Financials stocks came under pressure Monday after declining revenue from Citigroup and Goldman Sachs soured the positive earnings news out from J.P. Morgan last week.
Ahead of earnings from Bank of America and Morgan Stanley later this week, five experts weigh in on the mixed quarter for the big banks so far.
Chris Verrone, head of technical analysis at Strategas Research, said a steep decline last year should give some of these names a pop.
"Goldman, Morgan, they had 40% declines last year. These were devastating bear markets. We think they're bottoming. Morgan Stanley back above its 200-day moving average for the first time in a year. Maybe this is a sign that the yield curve actually steepens here. Maybe this is a sign that rates actually go up. … It's a broad call for us. We think rates are starting to bottom here. We think frankly signs of cyclicality are emerging everywhere and banks benefit from that."
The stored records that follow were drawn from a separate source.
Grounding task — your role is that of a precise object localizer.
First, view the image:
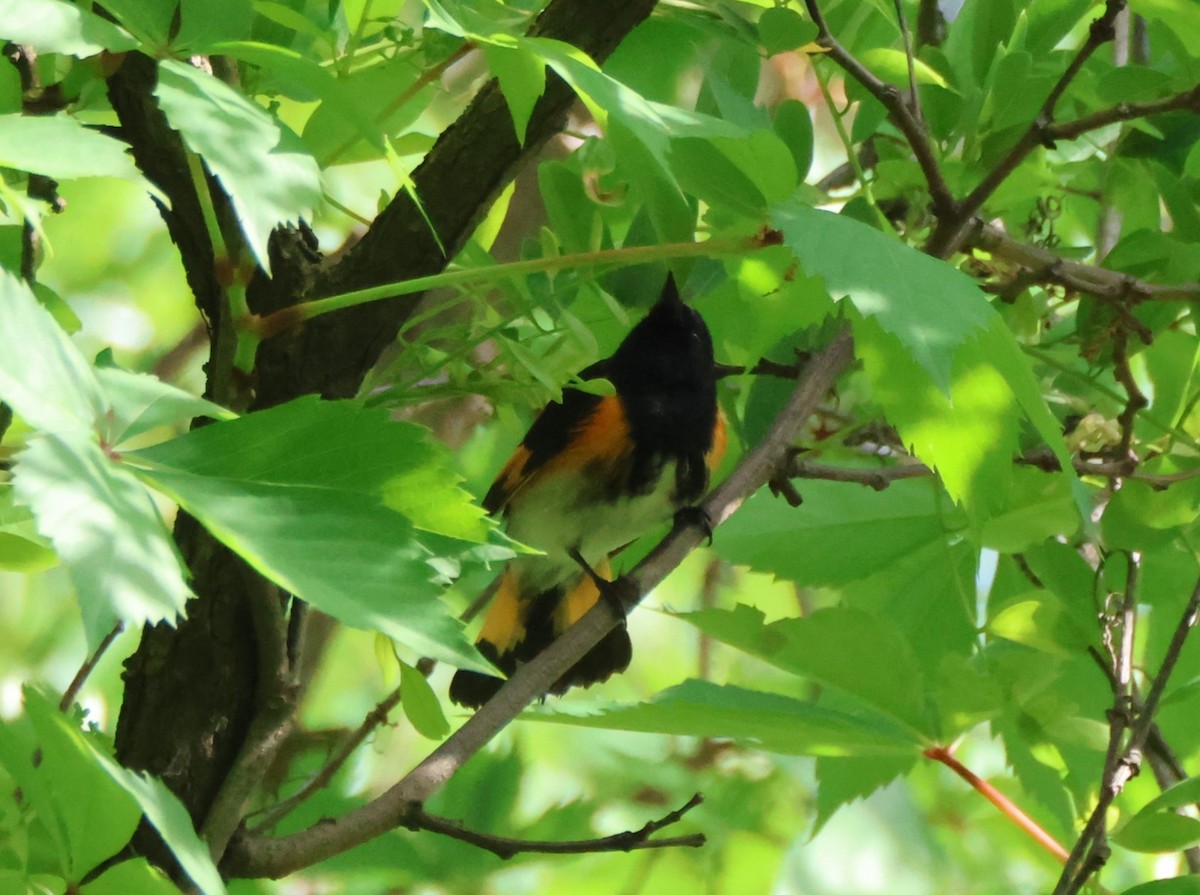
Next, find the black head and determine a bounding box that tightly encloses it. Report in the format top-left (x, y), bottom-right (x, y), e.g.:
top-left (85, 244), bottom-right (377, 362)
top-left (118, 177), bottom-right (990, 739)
top-left (608, 274), bottom-right (715, 394)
Jeffrey Harte, principal at Sandler O'Neill, said it's best to bet on the largest of the financials and sees one winner among them.
"For those looking at bank stocks and your financials in general, I'd be looking at the large-cap big ones. Citi is one I like a lot and they reported this morning and actually the numbers look really good. The big thing we needed to see was consumer growth and we saw it. They kind of delivered on the big market skepticism there."
Jim Cramer, host of CNBC's "Mad Money," said it was an uneven quarter with some bright spots that should continue.
"They key thing to recognize is March was great. January was weak … March was full bore, continuing, that's what matters, not what happened this quarter but what was happening and what's going to happen in subsequent quarters. It could be an opportunity."
Stephen Weiss, founder and managing partner at Short Hills Capital, said regulatory headwinds from Washington might linger.
"This is a group that just hadn't done well, it's sort of been ignored. Now it's done quite well so it snuck up on you. … There's no basis for regulating them further and to the extent that we regulate them further you weaken the smaller competitors."
Josh Brown, co-founder and CEO of Ritholtz Wealth Management, said major pre- and post-market moves in these stocks makes trading difficult.
"All of these post-earnings moves are happening in gaps and they're happening at night or before the open in the morning so they're not really allowing you to trade the news so you kind of have to almost place two bets: the first is what are the results going to be and the second is what will the reaction be because it's going to happen prior to market hours."